The desired sentence $\exists y\square\forall x(\square F(x)\rightarrow \lozenge\square F(y))$ says that there is some $y$ in world $w_1$ such that for every world $w_2\geq w_1$ and every $x$ in $w_2$, either (1) there is some world $w_3\geq w_2$ such that $F(x)$ is false at $w_3$, or (2) there is some world $w_3'\geq w_2$ such that $F(y)$ is true "on the cone above $w_3'$" (at every world $w_4\geq w_3'$).
Well, the easiest way to make (2) hold is if there is some $y$ in $w_1$ such that $F(y)$ is true on some cone above $w_1$. Indeed, if there is some world $v\geq w_1$ so that $F(y)$ is true on the cone above $v$, then for every world $w_2\geq w_1$ (and any $x$, but the choice of $x$ is irrelevant), since the frame is directed, we can pick some $w_3'$ such that $w_3'\geq v$ and $w_3'\geq w_2$. And since $F(y)$ is true on the cone above $v$, it is true on the cone above $w_3'$, so (2) holds. This semantic argument is formalized by the proof of Case 1 above.
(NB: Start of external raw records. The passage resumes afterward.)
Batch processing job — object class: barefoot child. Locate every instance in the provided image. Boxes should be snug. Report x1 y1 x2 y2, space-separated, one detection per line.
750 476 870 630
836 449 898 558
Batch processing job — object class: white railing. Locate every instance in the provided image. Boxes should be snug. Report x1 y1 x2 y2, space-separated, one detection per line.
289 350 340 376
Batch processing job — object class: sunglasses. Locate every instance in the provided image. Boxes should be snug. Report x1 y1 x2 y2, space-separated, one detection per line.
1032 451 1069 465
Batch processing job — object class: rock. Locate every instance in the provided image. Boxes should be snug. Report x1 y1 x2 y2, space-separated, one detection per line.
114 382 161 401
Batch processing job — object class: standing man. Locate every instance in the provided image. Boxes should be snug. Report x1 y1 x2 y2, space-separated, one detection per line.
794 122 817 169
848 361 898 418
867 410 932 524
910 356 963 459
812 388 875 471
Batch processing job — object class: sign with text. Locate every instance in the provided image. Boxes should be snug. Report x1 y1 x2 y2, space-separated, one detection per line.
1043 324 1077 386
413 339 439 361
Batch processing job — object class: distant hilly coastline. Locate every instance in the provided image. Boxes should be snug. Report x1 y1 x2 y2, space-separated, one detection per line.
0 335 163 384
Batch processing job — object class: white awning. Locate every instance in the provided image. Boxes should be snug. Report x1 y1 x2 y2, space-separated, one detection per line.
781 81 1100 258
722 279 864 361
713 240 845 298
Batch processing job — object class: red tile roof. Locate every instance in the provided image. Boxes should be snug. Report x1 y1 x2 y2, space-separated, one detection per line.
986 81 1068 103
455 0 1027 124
On the other hand, suppose that there is no $y$ in $w_1$ such that $F(y)$ is true on some cone above $w_1$. Note that for every $w_2\geq w_1$ and every $x$ in $w_2$, it is not the case that $F(x)$ is true on the cone above $w_2$. Indeed, since our domains our constant, $x$ is also in $w_1$, and picking $y = x$ would contradict our assumption. This exactly means that there is some $w_3\geq w_2$ such that $F(x)$ is false at $w_3$. So picking any $y$ in $w_1$ (the choice is irrelevant), we have seen that (1) holds. This semantic argument is formalized by the proof of Case 2 above.